O poder destrói o presente individual e coletivo de
duas maneiras: sobrecarregando o sujeito de trabalho, de tarefas
inadiáveis, preenchendo totalmente o tempo diário com obrigações
laborais; ou retirando-lhe todo o trabalho, a capacidade de iniciativa, a
possibilidade de investir, empreender, criar. Esmagando-o com horários
de trabalho sobre-humanos ou reduzindo a zero o seu trabalho.
O
Governo utiliza as duas maneiras com a sua política de austeridade
obsessiva: por exemplo, mata os professores com horas suplementares,
imperativos burocráticos excessivos e incessantes: stresse, depressões,
patologias border-/ine enchem os gabinetes dos psiquiatras que os
acolhem. É o massacre dos professores. Em exemplo contrário, com os
aumentos de impostos, do desemprego, das falências, a política do
Governo rouba o presente de trabalho (e de vida) aos portugueses
(sobretudo jovens).
O presente não é uma dimensão abstrata do
tempo, mas o que permite a consistência do movimento no fluir da vida. O
que permite o encontro e a intensificação das forças vivas do passado e
do futuro - para que possam irradiar no presente em múltiplas direções.
Tiraram-nos os meios desse encontro, desapossaram-nos do que torna
possível a afirmação da nossa presença no presente do espaço público.
Atualmente, as pessoas escondem-se, exilam-se, desaparecem enquanto
seres sociais. O empobrecimento sistemático da sociedade está a produzir
uma estranha atomização da população: não é já o «cada um por si»,
porque nada existe no horizonte do «por si». A sociabilidade esboroa-se
aceleradamente, as famílias dispersam-se, fecham-se em si, e para o
português o «outro» deixou de povoar os seus sonhos - porque a textura
de que são feitos os sonhos está a esfarrapar-se. Não há tempo (real e
mental) para o convivio. A solidariedade efetiva não chega para retecer o
laço social perdido. O Governo não só está a desmantelar o Estado
social, como está a destruir a sociedade civil.
Um fenómeno,
propriamente terrível, está a formar-se: enquanto o buraco negro do
presente engole vidas e se quebram os laços que nos ligam às coisas e
aos seres, estes continuam lá, os prédios, os carros, as instituições, a
sociedade. Apenas as correntes de vida que a eles nos uniam se
romperam. Não pertenço já a esse mundo que permanece, mas sem uma parte
de mim. O português foi expulso do seu próprio espaço continuando,
paradoxalmente, a ocupá-lo.
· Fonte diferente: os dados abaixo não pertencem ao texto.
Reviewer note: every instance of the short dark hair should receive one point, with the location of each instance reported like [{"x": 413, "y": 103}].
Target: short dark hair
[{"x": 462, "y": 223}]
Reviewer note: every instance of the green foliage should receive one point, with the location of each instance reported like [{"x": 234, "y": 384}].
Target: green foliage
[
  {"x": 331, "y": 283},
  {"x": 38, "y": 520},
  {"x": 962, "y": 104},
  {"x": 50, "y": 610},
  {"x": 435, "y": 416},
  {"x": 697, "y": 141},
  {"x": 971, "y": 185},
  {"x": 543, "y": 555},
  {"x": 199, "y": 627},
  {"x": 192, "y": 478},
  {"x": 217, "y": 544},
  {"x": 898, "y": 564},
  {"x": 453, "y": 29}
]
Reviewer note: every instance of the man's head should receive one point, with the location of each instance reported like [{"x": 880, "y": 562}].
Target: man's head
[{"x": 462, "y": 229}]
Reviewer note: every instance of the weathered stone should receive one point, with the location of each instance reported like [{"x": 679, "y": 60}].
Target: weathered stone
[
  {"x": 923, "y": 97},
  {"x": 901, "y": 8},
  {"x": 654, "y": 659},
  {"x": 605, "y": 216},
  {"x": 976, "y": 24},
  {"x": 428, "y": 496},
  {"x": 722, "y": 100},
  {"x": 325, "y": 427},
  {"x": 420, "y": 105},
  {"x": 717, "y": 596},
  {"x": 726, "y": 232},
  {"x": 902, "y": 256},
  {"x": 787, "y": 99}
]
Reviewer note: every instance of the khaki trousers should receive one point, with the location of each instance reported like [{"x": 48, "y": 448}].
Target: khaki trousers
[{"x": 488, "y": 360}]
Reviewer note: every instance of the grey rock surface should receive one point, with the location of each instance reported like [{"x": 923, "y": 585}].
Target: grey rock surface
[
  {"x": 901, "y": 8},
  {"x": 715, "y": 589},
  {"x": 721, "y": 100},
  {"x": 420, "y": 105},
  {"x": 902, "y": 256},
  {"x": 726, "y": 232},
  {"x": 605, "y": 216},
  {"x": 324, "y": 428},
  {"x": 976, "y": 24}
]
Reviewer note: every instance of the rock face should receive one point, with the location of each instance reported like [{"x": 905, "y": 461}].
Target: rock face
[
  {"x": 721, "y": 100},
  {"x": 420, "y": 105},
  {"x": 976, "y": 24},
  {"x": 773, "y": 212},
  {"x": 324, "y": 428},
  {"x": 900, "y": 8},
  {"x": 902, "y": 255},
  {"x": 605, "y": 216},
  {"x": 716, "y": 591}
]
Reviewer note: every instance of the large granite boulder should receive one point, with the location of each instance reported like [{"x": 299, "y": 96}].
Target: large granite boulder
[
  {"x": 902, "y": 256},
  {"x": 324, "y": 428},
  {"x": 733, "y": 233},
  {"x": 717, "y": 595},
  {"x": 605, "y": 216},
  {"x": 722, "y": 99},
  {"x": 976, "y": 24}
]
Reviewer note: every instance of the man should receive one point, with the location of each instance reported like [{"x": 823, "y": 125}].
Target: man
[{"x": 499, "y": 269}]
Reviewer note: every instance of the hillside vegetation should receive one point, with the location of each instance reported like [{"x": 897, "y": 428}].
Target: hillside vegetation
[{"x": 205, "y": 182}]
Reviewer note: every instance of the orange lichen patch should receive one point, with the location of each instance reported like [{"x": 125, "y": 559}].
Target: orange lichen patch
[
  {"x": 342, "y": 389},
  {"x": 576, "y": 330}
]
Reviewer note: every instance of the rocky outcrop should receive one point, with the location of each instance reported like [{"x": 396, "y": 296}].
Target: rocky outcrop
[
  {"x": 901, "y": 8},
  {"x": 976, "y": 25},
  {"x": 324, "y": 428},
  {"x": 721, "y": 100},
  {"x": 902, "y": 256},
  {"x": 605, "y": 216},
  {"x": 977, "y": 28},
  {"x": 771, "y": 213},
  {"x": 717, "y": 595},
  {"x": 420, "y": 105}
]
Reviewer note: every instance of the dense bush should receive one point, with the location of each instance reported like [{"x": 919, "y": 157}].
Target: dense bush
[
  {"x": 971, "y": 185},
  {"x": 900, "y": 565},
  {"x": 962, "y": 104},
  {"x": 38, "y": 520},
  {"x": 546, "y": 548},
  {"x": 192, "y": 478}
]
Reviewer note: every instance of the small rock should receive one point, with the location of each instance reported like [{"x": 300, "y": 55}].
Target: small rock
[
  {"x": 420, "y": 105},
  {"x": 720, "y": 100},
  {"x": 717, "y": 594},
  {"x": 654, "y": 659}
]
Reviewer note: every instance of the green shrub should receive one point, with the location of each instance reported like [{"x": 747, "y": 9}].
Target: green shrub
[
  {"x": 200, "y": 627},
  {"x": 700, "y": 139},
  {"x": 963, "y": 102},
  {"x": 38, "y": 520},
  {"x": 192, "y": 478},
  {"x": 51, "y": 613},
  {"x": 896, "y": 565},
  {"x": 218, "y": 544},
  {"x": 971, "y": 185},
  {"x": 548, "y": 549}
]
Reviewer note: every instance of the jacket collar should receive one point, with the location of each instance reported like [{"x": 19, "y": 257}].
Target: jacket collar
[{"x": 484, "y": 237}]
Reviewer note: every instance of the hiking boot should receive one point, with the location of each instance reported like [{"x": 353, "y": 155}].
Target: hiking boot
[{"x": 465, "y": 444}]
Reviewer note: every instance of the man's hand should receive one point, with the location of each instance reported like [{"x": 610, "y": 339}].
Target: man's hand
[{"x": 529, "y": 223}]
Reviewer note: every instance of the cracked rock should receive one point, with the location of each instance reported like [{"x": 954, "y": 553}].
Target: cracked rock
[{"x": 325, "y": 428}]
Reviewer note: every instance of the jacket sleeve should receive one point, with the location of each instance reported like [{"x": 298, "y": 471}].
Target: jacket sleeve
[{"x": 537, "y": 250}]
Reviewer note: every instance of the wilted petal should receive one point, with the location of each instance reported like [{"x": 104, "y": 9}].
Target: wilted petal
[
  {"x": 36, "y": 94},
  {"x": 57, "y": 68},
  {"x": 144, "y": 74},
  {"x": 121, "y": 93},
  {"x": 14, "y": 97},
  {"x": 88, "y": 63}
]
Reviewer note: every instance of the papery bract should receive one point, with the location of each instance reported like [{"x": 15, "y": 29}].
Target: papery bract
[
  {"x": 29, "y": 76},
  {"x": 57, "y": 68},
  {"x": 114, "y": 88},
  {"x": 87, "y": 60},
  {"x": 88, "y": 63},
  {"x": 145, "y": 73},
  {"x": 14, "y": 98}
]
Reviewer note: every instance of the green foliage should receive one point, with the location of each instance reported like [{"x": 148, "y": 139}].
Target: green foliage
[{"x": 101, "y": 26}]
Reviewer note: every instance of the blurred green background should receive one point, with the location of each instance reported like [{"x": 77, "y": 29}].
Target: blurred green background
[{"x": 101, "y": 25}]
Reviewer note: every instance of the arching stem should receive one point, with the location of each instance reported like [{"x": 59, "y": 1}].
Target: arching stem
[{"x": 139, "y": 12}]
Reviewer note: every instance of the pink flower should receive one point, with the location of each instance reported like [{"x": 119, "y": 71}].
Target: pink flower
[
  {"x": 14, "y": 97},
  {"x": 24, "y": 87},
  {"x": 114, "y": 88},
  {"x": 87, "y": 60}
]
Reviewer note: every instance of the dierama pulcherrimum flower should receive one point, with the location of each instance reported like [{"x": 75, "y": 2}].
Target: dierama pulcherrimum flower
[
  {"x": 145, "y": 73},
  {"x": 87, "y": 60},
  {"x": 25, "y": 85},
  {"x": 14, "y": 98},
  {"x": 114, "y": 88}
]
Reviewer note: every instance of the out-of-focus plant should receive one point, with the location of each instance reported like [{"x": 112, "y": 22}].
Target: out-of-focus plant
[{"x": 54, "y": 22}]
Como um zombie: deixei de ter substância,
vida, estou no limite das minhas forças - em vias de me transformar num
ser espetral. Sou dois: o que cumpre as ordens automaticamente e o que
busca ainda uma réstia de vida para os seus, para os filhos, para si.
Sem presente, os portugueses estão a tornar-se os fantasmas de si
mesmos, à procura de reaver a pura vida biológica ameaçada, de que se
ausentou toda a dimensão espiritual. É a maior humilhação, a
fantomatização em massa do povo português. Este Governo transforma-nos
em espantalhos, humilha-nos, paralisa-nos, desapropria-nos do nosso
poder de ação. É este que devemos, antes de tudo, recuperar, se queremos
conquistar a nossa potência própria e o nosso país."